NGC notes that the Proposed Rule has a disproportionate impact on the oil and natural gas industry, because reporting requirements apply to both facility operators and fuel suppliers. EPA’s cost impact data fails to consider the overall burden for each facility when it is subject to more than one subpart of the Proposed Rule. NGC asks EPA to reduce the burden on the oil and natural gas industry by aligning the fuel supplier reporting requirements with the data already being reported to the Energy Information Administration (EIA) and EPA’s Office of Transportation Air Quality. 

In addition, NGC believes EPA crafted the Proposed Rule in a broad manner that was not contemplated or required by the FY2008 Consolidated Appropriations Act. In particular, EPA interpreted the Act incorrectly, calling for both upstream and downstream reporting of GHG emission sources. NGC believes that the explanatory statement to the Act is most reasonably interpreted as an instruction to EPA to consider upstream and downstream reporting and to choose the approach that is appropriate for any given sector. In many cases, it is needlessly costly and burdensome for EPA to count the same unit of GHG both at the point of emission and further upstream. If there are compelling policy reasons in specific situations that would justify the collection of both upstream production and downstream sources, those situations and policies need to be identified clearly. 
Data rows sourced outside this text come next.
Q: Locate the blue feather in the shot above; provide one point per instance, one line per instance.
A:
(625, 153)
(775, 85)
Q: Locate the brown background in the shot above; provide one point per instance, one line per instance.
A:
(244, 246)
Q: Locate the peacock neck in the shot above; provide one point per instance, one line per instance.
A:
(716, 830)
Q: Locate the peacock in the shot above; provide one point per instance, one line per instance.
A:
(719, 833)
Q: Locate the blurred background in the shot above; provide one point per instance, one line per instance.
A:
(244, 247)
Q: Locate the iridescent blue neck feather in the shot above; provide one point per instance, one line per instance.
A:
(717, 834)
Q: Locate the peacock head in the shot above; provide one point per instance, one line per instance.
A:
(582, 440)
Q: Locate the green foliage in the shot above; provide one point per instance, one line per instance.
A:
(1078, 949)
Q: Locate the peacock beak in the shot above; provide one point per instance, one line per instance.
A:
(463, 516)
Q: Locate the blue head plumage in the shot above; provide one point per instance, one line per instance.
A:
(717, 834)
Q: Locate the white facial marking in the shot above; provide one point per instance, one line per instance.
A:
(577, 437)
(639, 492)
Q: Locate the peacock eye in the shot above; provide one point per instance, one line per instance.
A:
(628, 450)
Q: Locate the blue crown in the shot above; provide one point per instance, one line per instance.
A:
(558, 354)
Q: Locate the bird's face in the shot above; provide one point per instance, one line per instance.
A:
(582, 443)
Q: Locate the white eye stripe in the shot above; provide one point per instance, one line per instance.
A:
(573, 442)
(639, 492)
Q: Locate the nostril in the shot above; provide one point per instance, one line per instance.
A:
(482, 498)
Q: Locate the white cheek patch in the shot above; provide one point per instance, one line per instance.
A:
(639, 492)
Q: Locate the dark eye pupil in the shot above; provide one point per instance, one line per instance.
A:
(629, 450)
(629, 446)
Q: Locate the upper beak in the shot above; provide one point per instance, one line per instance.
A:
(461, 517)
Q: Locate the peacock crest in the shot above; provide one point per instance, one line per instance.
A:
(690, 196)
Moreover, although EPA mentioned several potential uses of the data proposed to be gathered, EPA conceded that it does not yet know what programs the Proposed Rule ultimately will support. EPA’s statutory authority for the Proposed Rule, section 114 of the Clean Air Act, provides the agency with broad data collection powers. Still, those powers are not unlimited; in particular, section 114 enumerates specific purposes for which data collection is authorized. NGC submits that the Proposed Rule would be more precisely tailored to the agency’s needs (neither gathering unnecessary data nor neglecting essential data), and more consistent with the limits of section 114, if EPA clarified which Clean Air Act programs it intends to pursue using the data collected. Section 114 does not provide EPA with the license to collect any and all data that the agency might find useful for unspecified programs that may or may not be implemented at a later date.